Advocacy groups, including Human Rights Watch, contend El-Sisi’s government is curbing freedoms under the pretext of combatting terrorist groups, after branding Mursi’s Muslim Brotherhood one. Security forces have killed hundreds of Brotherhood members and supporters since he was overthrown, and arrested and charged thousands more. They have also opened an offensive in the restive Sinai peninsula after militant attacks against troops there.
Mubarak may not be freed immediately because he’s serving a three-year sentence imposed in May after he was convicted of embezzling public funds.
The presiding judge yesterday, Mahmoud El-Rashidy, also found the former president not guilty in a corruption case linked to the sale of natural gas to Israel. He also acquitted former Interior Minister Habib El-Adli in the deaths of the protesters in 2011.
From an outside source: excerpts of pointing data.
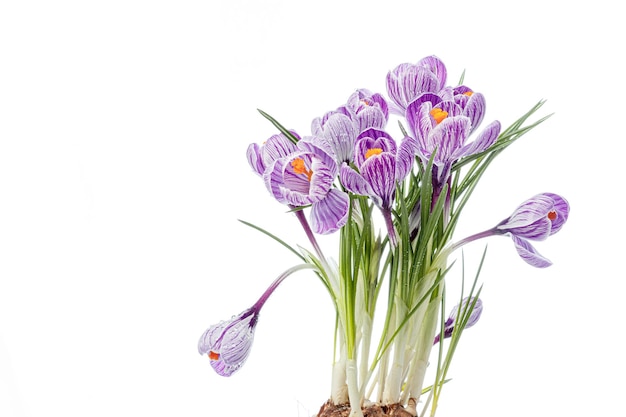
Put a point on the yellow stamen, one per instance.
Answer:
(372, 152)
(438, 114)
(300, 168)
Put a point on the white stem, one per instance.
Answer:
(415, 383)
(365, 351)
(339, 389)
(393, 384)
(353, 389)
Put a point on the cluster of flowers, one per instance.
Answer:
(349, 164)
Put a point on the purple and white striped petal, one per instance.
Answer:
(530, 220)
(355, 183)
(405, 157)
(261, 156)
(300, 179)
(560, 212)
(372, 139)
(529, 254)
(331, 213)
(406, 82)
(475, 108)
(437, 67)
(447, 137)
(486, 138)
(380, 173)
(340, 132)
(228, 343)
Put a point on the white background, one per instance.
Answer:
(123, 130)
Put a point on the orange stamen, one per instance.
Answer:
(300, 168)
(372, 152)
(438, 114)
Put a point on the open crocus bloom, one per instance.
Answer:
(444, 126)
(305, 178)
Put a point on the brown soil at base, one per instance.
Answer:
(374, 410)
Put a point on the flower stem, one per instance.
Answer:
(259, 304)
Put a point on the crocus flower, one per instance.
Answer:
(406, 82)
(369, 110)
(262, 156)
(444, 127)
(228, 343)
(338, 131)
(306, 177)
(535, 219)
(381, 165)
(451, 322)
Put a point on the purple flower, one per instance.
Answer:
(305, 177)
(228, 343)
(537, 218)
(336, 132)
(262, 156)
(406, 82)
(369, 110)
(450, 323)
(381, 165)
(444, 127)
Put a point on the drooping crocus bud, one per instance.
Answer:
(537, 218)
(228, 343)
(452, 320)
On trial with Mubarak were his two sons, Alaa and Gamal, as well as six of El-Adli’s top aides and businessman Hussein Salem, who was tried in absentia. All were acquitted of the various criminal charges against them.
The corruption-related acquittals troubled advocacy groups such as Transparency International, which called them a “serious setback in the effort to fight graft and the abuse of power in the Middle East’s most populous country.”
“This is a reversal of one of the most important outcomes of the Arab Spring: leaders being held to account for betraying the trust of their citizens,” Jose Ugaz, Transparency’s chairman, said in an e-mailed statement. The verdicts send “a message that leaders can get away with decades of running a country while coffers are stripped bare.”